En vrac : d'autres récits de voyage, des livres d'aventure, des compilations, quelques oeuvres romanesques... Tout un tas de bouquins qu'on peut lire également. Les commentaires n'engagent que moi... Sur cette page:

Christophe DOMINO – A ciel ouvert. L’art contemporain à l’échelle du paysage. Gilles MARTN-CHAUFFIER - Le Roman de Constantinople. Jérôme TONNERRE - L'Atlantique Sud. Jacques A. BERTRAND - La Course du chevau-léger. Jacques LANZMANN - Fou de la marche. Revue Géographie et cultures - Territoires littéraires. Revue des Deux Mondes - Voir le paysage. Revue Siècle 21 - Les lieux.


«On s’attend à trouver l’artiste ans son œuvre. Et s’il était dans son idée ?»

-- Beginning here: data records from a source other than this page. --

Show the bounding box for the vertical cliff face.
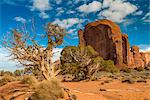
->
[78,20,149,66]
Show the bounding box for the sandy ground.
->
[64,79,150,100]
[0,78,150,100]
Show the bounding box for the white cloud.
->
[78,1,101,13]
[31,0,51,11]
[142,12,150,23]
[139,44,150,52]
[53,18,83,29]
[98,0,138,23]
[56,0,62,4]
[0,47,21,71]
[14,16,26,23]
[67,10,76,14]
[30,0,51,19]
[133,10,143,15]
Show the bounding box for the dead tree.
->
[3,23,66,80]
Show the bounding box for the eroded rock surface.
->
[78,19,149,67]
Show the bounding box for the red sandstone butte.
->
[78,19,148,67]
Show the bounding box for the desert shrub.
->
[0,70,13,76]
[0,75,15,86]
[121,67,131,73]
[21,75,37,85]
[60,46,118,80]
[31,79,63,100]
[122,77,135,84]
[14,70,24,76]
[134,67,144,71]
[137,78,147,83]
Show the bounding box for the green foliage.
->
[121,67,131,73]
[14,70,24,76]
[21,75,37,86]
[134,67,144,71]
[0,75,15,86]
[31,79,64,100]
[61,46,118,80]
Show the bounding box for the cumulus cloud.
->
[14,16,26,23]
[142,12,150,23]
[39,12,49,19]
[78,1,102,13]
[56,7,64,16]
[30,0,51,19]
[133,10,143,15]
[98,0,138,23]
[53,18,83,29]
[55,0,62,4]
[0,47,21,71]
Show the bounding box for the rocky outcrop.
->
[78,20,149,66]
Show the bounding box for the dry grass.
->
[0,75,15,86]
[31,79,64,100]
[21,75,37,86]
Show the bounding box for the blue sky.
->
[0,0,150,70]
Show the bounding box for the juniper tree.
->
[3,23,66,80]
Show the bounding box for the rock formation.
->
[78,20,149,67]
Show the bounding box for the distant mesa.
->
[78,19,150,67]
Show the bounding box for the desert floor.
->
[0,78,150,100]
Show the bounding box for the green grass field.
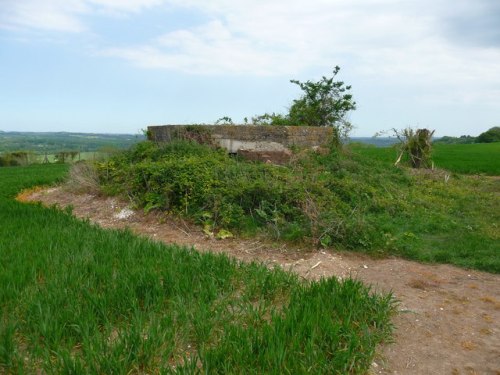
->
[352,142,500,176]
[0,165,393,374]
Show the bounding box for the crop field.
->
[0,165,394,374]
[353,142,500,176]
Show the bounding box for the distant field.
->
[352,142,500,176]
[433,142,500,176]
[0,131,145,154]
[0,164,393,374]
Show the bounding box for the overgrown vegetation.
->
[99,142,500,272]
[477,126,500,143]
[0,166,393,374]
[393,128,434,168]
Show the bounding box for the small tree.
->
[392,127,434,168]
[477,126,500,143]
[252,66,356,142]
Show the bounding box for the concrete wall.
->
[148,125,334,163]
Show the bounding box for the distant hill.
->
[0,130,145,153]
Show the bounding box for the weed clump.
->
[98,141,410,250]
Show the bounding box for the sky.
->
[0,0,500,136]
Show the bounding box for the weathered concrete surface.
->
[148,125,334,164]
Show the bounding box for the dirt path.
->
[21,188,500,375]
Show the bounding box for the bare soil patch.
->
[21,188,500,375]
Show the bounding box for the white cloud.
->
[0,0,500,100]
[0,0,88,32]
[0,0,168,33]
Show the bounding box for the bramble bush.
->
[95,141,409,249]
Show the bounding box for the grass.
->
[354,142,500,176]
[433,142,500,176]
[100,142,500,273]
[0,165,393,374]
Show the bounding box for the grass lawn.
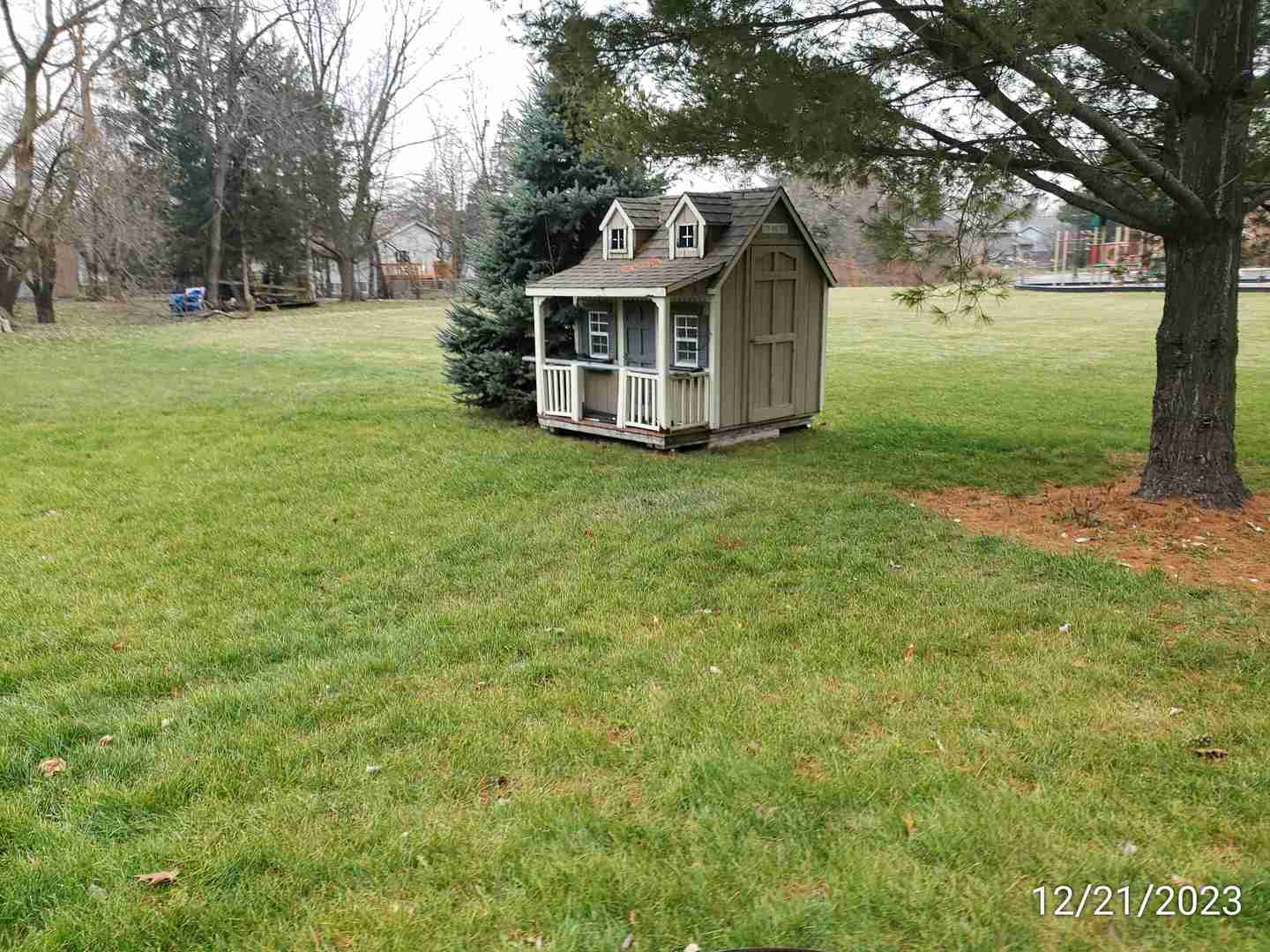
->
[0,288,1270,952]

Christophe DOMINO – A ciel ouvert. L’art contemporain à l’échelle du paysage

Avant de parler de land art il faut commencer par cette définition de l’art tout court: «ce n’est pas ce que vous faites qui importe, mais ce qui vous pousse à le faire.»

Le jardin (et notamment le premier jardin, Eden) fut le premier modèle de paysage, et aussi le premier paysage modelé. Au fil des siècles on y a beaucoup expérimenté : masses, volumes, labyrinthes, perspective… Les jardiniers furent les premiers artistes créateurs ou «organisateurs de l’espace», comme on pourrait appeler aujourd’hui ces «artistes à ciel ouvert», qui sont depuis longtemps sortis de leur jardin, qui désormais prennent en compte l’environnement, cherchent à faire apparaître ce qui se cache dans l’espace quotidien, à petite ou grande échelle, en remodelant le paysage, qui devient alors support, matière, œuvre surtout, comme le rappelle une des définitions possibles du land art, celle de Walter de Maria : «Le territoire n’est pas le site de l’œuvre: il en fait partie.»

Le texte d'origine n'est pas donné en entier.